Due bolidi, gigantesche palle di fuoco, hanno solcato i cieli del Sud Italia nel pomeriggio di oggi: boom di avvistamenti e segnalazioni da Campania e Sicilia
Continuano a regalare uno spettacolo straordinario i “bolidi” che stanno attraversando i cieli italiani: dopo le Tauridi, adesso è il turno delle Leonidi: mai come quest’anno le “stelle cadendi d’autunno” erano state così numerose e affascinanti sui cieli dell’Italia, grazie alle prolungate condizioni di bel tempo che consentono da tre settimane un’osservazione del cielo totale come se fossimo in estate, con il vantaggio che l’oscurità arriva diverse ore prima e che quindi il lasso di tempo per poter ammirare le meteore è molto più lungo (eccezion fatta per la pianura Padana e le altre zone in cui la visibilità è oscurata dalla nebbia).
Pochi minuti fa, nel pomeriggio di oggi, ne sono state avvistate due enormi, la prima in Sicilia e su Malta intorno alle 17:35, l’altra in Campania alle 18:10. La prima era in direzione Nord-Sud, la seconda da nord/est verso sud/ovest. Tante testimonianze sono arrivate alla redazione di MeteoWeb. Coloro che hanno assistito al fenomeno parlano di “enorme palla di fuoco di colore verde intenso che sembrava esplodesse in cielo, ha illuminato tutto a giorno“.

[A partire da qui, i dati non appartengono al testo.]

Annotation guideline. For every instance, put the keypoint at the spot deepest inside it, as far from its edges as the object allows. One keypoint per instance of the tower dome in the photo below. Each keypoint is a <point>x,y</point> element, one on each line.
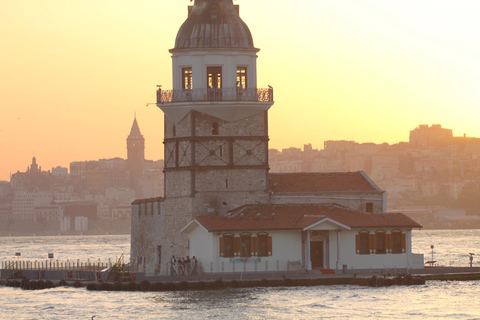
<point>214,24</point>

Stelle cadenti: puntuale come ogni anno torna la pioggia delle Leonidi
Cos’è un bolide

I bolidi possono avere colori diversi, che possono dipendere anche dalla loro composizione, ma che sono essenzialmente correlati alla temperatura raggiunta. A colori verso il violetto (bianco o e blu) corrispondono energie più alte e temperature più elevate, mentre a colori sul giallo e rosso corrispondono temperature più basse e livelli energetici inferiori (per approfondire la corrispondenza colore-temperatura si rimanda a questo articolo).
I meteoriti sono invece dei frammenti di corpi celesti più grandi, dalla massa sufficientemente grande da riuscire a non evaporare del tutto durante il percorso nell’atmosfera e a giungere quindi fino a terra, accompagnati da una esplosione e producendo un cratere le cui dimensioni dipendono dalla loro massa e dalla loro velocità all’impatto.